Bottle bills have been bottled up in state legislatures and in Congress for nearly four decades, seldom getting to the floor for a full vote. They are generally defeated in small committees, often by a narrow margin .These defeats are due to the tremendous influence of the well-funded, politically powerful beverage and retail industry lobbies. Over the past forty years, bottle bill opponents have spent enormous sums of money to defeat bottle bill proposals in almost every state legislature and in the U.S. Congress, and to defeat ballot initiatives in more than a dozen states.
Public Campaigns
Beverage companies and other bottle bill opponents consistently spend significantly more than bottle bill supporters (as much as 30 times more, in the case of Nebraska in 1978!) whenever a bottle bill is on the public ballot. And while bottle bill advocates try their best to garner public support with the limited funds that they have, money talks--and, as can be seen in the collection of Bottle Bill Initiative Spending Records, it usually has the power to defeat the bottle bill as well.
Influencing Legislators
Lobbying
Lobbying the legislators is something anyone can do — all that is required is to take action with the intent of influencing a legislator's decision-making process — but the people who do it best are generally professional lobbyists or lobbying firms. Bottle bill opponents always hire the best lobbyists and public relations firms in a given state. For example, during the 2003 legislative season in New York, the first, fourth, and fifth top state-ranked lobbying firms were hired by members of the beer, soft drink, and food retail business, to work against the passage of the Bigger Better Bottle Bill. For more details, see Table 6 in Bottled Up In Albany: An Analysis of Campaign Contributions and Lobbying Expenditures Made by Major Opponents to the "Bigger, Better Bottle Bill" in New York State. [PDF,580kb]
Campaign Contributions
These lobbyists and PR folks are not only good at “lobbying;” they generally raise money for election campaigns. Contributing to election campaigns is a common way that bottle bill opponents gain influence over political officials. Some might even call this practice bribery, but that doesn't seem to stop the beverage companies and food retailers.
In New York between 2002 and 2004, beer and soft-drink companies contributed $1,230,250 to state legislators, state political parties, and statewide officeholders, concentrating their donations on the officials with the most political influence.
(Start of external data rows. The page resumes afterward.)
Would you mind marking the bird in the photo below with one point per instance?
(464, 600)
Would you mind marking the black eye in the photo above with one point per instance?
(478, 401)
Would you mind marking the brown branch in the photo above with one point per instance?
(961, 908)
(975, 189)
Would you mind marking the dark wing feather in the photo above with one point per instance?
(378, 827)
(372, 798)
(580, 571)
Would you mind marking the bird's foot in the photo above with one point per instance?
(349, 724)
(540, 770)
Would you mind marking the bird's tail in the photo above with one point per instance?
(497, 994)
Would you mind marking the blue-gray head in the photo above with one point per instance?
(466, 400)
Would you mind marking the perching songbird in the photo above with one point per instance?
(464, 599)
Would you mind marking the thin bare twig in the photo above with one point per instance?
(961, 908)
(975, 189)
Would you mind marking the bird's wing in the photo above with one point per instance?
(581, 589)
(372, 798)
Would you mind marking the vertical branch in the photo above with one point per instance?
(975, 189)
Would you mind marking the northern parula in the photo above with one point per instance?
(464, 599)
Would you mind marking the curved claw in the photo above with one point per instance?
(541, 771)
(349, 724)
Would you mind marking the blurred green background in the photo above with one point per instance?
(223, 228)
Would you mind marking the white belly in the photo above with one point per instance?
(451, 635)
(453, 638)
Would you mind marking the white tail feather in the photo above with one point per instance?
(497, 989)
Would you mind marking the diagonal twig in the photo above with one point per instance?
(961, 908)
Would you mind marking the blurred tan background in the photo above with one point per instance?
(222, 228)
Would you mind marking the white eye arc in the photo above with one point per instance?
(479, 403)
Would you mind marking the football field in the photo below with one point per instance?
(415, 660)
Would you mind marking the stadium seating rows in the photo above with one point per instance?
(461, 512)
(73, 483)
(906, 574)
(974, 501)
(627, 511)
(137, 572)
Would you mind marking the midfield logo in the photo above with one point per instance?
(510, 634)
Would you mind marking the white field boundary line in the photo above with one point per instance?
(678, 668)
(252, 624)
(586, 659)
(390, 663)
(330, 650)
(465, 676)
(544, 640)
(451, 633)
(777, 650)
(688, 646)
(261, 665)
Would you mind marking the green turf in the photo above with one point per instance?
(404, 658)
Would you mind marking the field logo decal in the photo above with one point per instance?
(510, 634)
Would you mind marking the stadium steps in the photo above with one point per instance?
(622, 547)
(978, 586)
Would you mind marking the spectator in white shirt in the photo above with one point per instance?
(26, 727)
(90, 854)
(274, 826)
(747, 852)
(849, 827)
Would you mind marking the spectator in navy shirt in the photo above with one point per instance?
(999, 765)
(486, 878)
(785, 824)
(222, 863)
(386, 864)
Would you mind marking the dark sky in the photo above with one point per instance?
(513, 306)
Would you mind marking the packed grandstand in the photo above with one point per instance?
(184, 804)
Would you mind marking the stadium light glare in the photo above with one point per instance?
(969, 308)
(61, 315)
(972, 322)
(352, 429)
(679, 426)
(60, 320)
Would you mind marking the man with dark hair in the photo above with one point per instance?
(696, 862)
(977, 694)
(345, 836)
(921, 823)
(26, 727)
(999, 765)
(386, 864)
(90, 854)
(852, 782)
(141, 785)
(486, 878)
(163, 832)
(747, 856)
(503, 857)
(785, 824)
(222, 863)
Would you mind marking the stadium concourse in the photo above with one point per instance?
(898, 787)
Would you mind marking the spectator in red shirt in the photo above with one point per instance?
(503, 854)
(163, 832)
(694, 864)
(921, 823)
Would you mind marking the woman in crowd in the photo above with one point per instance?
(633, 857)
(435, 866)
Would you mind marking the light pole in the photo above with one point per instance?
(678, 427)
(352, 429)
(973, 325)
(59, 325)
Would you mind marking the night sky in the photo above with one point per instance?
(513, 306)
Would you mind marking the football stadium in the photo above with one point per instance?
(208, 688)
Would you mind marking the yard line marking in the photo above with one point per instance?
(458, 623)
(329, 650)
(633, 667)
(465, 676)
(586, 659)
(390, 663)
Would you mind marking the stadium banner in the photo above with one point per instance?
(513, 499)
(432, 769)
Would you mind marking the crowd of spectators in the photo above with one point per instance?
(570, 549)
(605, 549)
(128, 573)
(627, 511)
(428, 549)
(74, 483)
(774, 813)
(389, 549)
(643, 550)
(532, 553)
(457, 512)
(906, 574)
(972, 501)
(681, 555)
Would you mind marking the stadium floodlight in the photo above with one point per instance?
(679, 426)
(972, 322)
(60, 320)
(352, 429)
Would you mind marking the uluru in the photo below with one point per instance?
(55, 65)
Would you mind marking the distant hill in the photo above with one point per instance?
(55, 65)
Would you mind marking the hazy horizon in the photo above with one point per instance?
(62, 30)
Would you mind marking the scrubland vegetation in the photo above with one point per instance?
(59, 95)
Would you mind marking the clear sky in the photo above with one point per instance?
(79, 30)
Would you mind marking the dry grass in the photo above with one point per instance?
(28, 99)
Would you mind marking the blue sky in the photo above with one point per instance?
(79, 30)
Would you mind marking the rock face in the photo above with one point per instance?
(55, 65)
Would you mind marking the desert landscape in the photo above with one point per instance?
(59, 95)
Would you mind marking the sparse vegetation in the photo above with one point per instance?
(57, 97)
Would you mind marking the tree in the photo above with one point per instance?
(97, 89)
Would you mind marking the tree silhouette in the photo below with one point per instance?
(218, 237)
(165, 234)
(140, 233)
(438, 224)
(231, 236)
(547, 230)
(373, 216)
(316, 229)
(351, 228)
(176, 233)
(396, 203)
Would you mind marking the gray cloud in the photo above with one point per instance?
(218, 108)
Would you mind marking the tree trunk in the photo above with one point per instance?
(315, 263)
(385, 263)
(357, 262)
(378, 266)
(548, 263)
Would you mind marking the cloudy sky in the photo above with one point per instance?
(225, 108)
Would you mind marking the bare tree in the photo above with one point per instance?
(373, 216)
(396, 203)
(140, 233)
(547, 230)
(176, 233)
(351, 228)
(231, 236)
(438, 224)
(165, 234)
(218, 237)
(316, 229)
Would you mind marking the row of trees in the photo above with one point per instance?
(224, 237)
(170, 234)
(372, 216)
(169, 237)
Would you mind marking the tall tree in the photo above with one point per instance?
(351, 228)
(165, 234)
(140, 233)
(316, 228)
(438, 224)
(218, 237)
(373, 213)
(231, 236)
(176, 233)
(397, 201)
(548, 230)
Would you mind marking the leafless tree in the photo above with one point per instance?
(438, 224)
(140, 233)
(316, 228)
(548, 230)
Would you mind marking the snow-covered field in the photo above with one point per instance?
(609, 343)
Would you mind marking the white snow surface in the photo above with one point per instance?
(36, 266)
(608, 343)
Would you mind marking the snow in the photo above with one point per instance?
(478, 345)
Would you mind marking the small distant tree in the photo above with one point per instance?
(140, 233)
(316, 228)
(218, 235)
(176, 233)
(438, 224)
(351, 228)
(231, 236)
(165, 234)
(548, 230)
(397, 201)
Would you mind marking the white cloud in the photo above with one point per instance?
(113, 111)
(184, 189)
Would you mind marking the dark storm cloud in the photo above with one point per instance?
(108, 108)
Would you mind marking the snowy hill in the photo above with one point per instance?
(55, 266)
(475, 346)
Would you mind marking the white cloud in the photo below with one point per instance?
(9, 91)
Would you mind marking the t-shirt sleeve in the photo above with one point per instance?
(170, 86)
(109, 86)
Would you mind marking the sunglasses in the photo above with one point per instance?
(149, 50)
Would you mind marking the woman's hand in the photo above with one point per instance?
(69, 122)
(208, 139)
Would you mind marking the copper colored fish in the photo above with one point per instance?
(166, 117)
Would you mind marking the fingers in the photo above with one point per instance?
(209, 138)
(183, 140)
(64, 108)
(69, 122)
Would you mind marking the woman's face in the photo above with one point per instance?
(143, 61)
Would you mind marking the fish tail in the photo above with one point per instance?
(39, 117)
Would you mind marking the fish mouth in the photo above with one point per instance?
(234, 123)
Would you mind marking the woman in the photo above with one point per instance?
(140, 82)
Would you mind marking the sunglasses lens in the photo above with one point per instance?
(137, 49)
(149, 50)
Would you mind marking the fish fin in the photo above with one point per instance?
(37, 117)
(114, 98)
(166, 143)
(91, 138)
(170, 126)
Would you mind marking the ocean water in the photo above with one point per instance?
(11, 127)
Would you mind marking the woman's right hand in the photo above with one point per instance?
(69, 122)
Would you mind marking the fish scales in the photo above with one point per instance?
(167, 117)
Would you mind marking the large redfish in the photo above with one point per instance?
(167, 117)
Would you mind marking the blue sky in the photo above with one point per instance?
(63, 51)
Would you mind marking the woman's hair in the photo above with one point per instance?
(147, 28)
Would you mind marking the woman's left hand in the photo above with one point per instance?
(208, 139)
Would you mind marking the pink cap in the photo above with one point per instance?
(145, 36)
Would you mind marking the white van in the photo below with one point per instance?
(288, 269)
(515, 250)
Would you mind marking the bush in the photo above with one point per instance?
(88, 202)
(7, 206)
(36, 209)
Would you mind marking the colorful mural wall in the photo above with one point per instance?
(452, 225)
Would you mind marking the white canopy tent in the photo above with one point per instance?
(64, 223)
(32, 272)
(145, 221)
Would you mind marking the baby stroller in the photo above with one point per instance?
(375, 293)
Bottled Up In Albany [PDF,580kb] contains more information on campaign contributions in New York.
And in Connecticut from 2002 to 2005, over 700,000 dollars in campaign contributions prompted Andy Sauer, executive director of Common Cause, to comment, "The death of the bottle bill is a case study of how campaign contributions have corrupted the legislative process."
What's the point?
Why have the beverage and packaging industries expended so much energy to attacking bottle bills, and what have they gained? It is hard to say for sure, but we leave you with a quote from a beverage industry man himself--Dwight Reed, president of the National Soft Drink Association in 1980:
"Society is telling us in unmistakable terms that we share equally with the public, the responsibility for package retrieval and disposal.This industry has spent hundreds of millions of dollars in the attempt to dispute, deflect, or evade that message. It is interesting to speculate on the state of our public image, and our political fortunes had that same sum been devoted to disposal or retrieval technology."